白と黒の巨大なオーラフォトンが激しくぶつかり、火花を散らす。
悠人には、それだけしか視えなかった。時折霞の様に見え隠れする二人が辛うじて目に飛び込んでくるだけだった。


「……まだ、やりますか」
気づいた時には、一度離れた二人が再び睨み合っていた。
「ふん、まあ良かろう。この場は退く。この身体も、未だ目覚めきってはいないようだ」
時深の静かな問いかけに、ようやく剣を下ろす瞬。その視線がふいにこちらに向いた。
しかしその赤い瞳は悠人の方を見てはいない。『世界』と同化した瞬にとって最早悠人は相手ではなかった。
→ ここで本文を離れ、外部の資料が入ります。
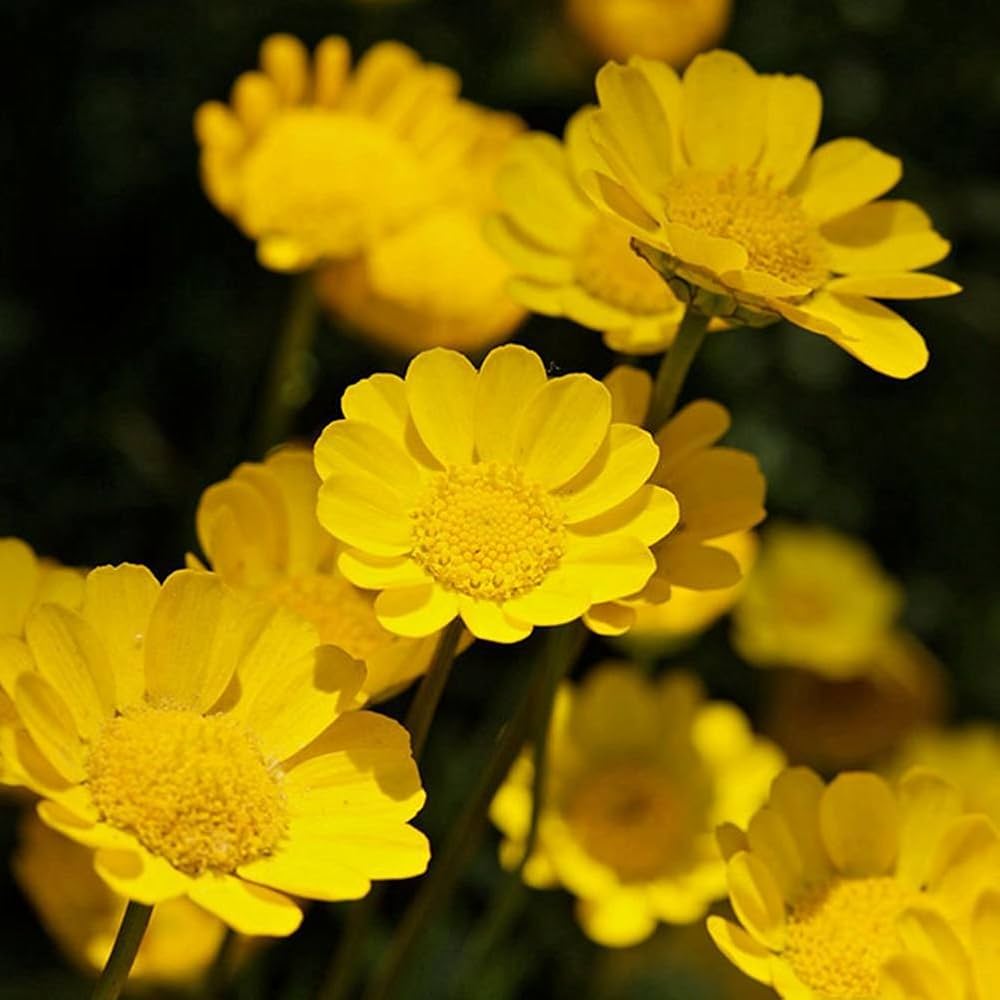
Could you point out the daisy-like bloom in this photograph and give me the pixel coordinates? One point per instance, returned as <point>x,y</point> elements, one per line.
<point>825,878</point>
<point>640,773</point>
<point>816,600</point>
<point>568,258</point>
<point>259,531</point>
<point>205,747</point>
<point>499,495</point>
<point>716,176</point>
<point>314,160</point>
<point>720,490</point>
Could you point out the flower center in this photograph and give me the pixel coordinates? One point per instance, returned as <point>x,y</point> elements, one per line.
<point>778,236</point>
<point>608,269</point>
<point>631,818</point>
<point>487,532</point>
<point>194,790</point>
<point>840,935</point>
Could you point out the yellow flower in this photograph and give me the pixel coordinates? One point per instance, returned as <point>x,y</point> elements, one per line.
<point>82,914</point>
<point>314,161</point>
<point>501,496</point>
<point>672,30</point>
<point>824,878</point>
<point>816,600</point>
<point>259,531</point>
<point>571,260</point>
<point>719,490</point>
<point>640,773</point>
<point>204,747</point>
<point>717,177</point>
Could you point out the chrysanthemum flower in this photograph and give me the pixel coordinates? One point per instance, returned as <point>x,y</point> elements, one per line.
<point>640,773</point>
<point>816,600</point>
<point>314,161</point>
<point>716,175</point>
<point>259,531</point>
<point>823,875</point>
<point>186,738</point>
<point>499,495</point>
<point>720,490</point>
<point>568,258</point>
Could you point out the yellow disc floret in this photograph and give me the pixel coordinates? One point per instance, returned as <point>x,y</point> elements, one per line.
<point>194,790</point>
<point>487,531</point>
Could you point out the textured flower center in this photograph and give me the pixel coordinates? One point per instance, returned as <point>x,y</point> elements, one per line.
<point>632,819</point>
<point>486,531</point>
<point>192,789</point>
<point>608,269</point>
<point>840,935</point>
<point>343,615</point>
<point>778,236</point>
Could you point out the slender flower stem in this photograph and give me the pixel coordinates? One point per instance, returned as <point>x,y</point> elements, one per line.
<point>287,386</point>
<point>123,952</point>
<point>674,368</point>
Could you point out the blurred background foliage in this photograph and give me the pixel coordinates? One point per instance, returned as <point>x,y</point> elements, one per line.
<point>136,327</point>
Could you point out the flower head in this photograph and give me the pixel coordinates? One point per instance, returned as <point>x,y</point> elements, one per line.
<point>499,495</point>
<point>717,179</point>
<point>185,736</point>
<point>640,772</point>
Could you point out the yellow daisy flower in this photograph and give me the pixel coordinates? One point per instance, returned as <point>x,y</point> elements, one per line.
<point>571,260</point>
<point>203,747</point>
<point>640,773</point>
<point>816,600</point>
<point>499,495</point>
<point>259,531</point>
<point>314,161</point>
<point>717,176</point>
<point>823,875</point>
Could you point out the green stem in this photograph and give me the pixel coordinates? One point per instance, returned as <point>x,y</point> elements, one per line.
<point>123,952</point>
<point>288,381</point>
<point>674,368</point>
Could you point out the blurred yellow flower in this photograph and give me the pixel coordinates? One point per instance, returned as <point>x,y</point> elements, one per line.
<point>640,773</point>
<point>717,178</point>
<point>671,30</point>
<point>826,879</point>
<point>499,495</point>
<point>205,747</point>
<point>571,260</point>
<point>82,914</point>
<point>259,531</point>
<point>816,600</point>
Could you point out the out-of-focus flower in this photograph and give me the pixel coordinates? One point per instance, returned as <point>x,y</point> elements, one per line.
<point>499,495</point>
<point>82,914</point>
<point>259,531</point>
<point>716,177</point>
<point>816,600</point>
<point>640,773</point>
<point>206,747</point>
<point>671,30</point>
<point>826,879</point>
<point>571,260</point>
<point>720,490</point>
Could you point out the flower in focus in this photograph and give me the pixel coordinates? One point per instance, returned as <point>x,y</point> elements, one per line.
<point>716,177</point>
<point>259,531</point>
<point>816,600</point>
<point>203,747</point>
<point>825,880</point>
<point>719,490</point>
<point>83,915</point>
<point>571,260</point>
<point>640,773</point>
<point>499,495</point>
<point>671,30</point>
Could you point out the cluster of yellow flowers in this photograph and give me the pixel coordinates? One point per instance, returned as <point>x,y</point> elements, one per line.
<point>206,744</point>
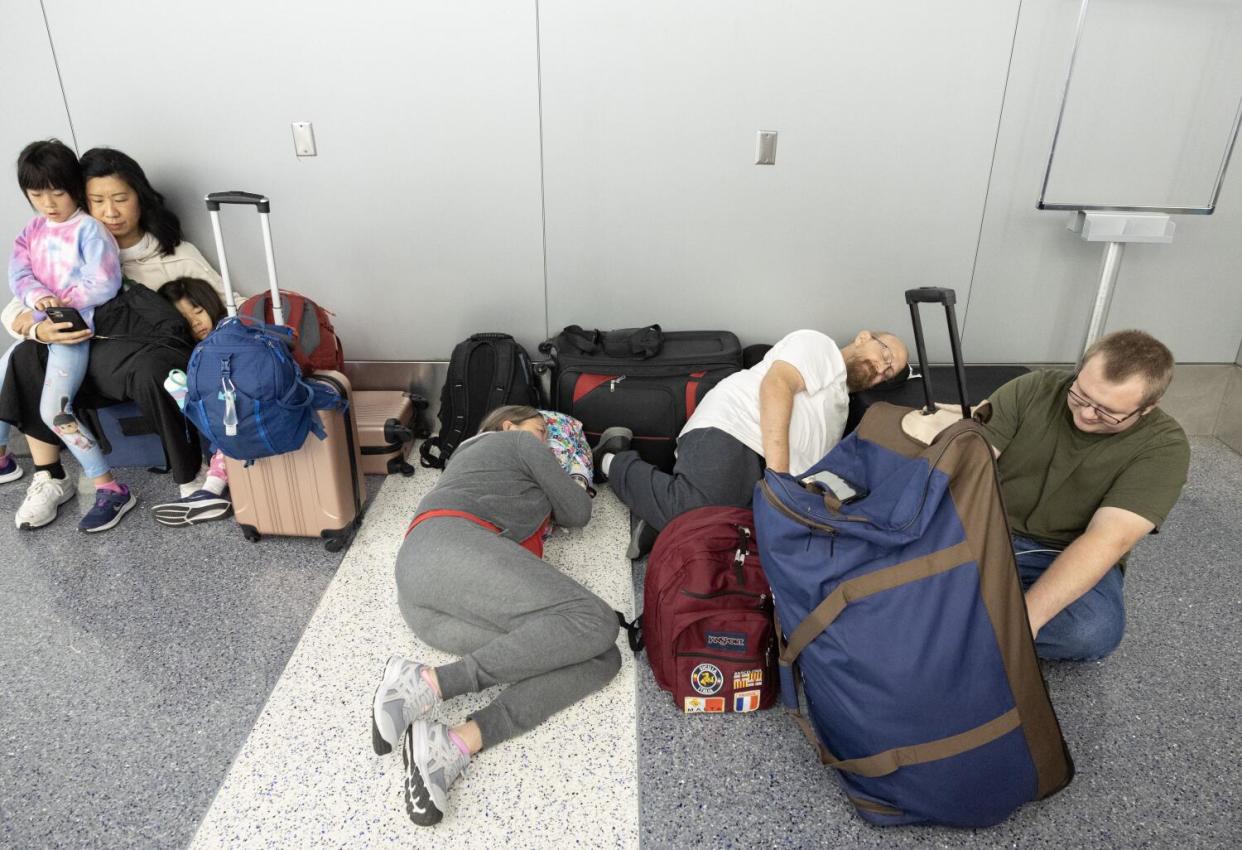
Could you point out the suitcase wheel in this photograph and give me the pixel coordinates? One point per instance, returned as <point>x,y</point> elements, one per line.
<point>394,431</point>
<point>399,465</point>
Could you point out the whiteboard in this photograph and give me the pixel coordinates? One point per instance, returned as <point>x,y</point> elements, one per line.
<point>1150,108</point>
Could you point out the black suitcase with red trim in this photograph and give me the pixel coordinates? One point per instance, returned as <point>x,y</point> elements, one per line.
<point>646,379</point>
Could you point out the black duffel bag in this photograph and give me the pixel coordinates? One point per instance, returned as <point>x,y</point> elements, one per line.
<point>646,379</point>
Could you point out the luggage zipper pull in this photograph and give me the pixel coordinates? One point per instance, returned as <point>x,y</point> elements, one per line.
<point>739,557</point>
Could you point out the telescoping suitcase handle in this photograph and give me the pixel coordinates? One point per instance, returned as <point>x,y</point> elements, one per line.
<point>940,295</point>
<point>263,206</point>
「妖精、二度までも我の邪魔をした報い……いずれ受けてもらうぞ」
ばさぁっ! 漆黒の巨大な翼を翻した瞬の周囲に突風が吹き荒れる。
そうして瞬は飛び去っていった。

胸に手を当て、ふぅ、と小さく息をついている時深に悠人は呼びかけた。
「時深……どうして時深が?」
「話は後です、ユートさん。取りあえずここを出ましょう」
瞬が飛び去った後に出来た大穴を見上げながら、時深が促す。見ると、確かにいつ崩れてきてもおかしくなかった。
「ああ、でも、ちゃんと後で話してもらうからな」
「ええ、それはもう。私もユートさんに訊きたい事が沢山ありますから」
時深は言ってにっこりと笑った。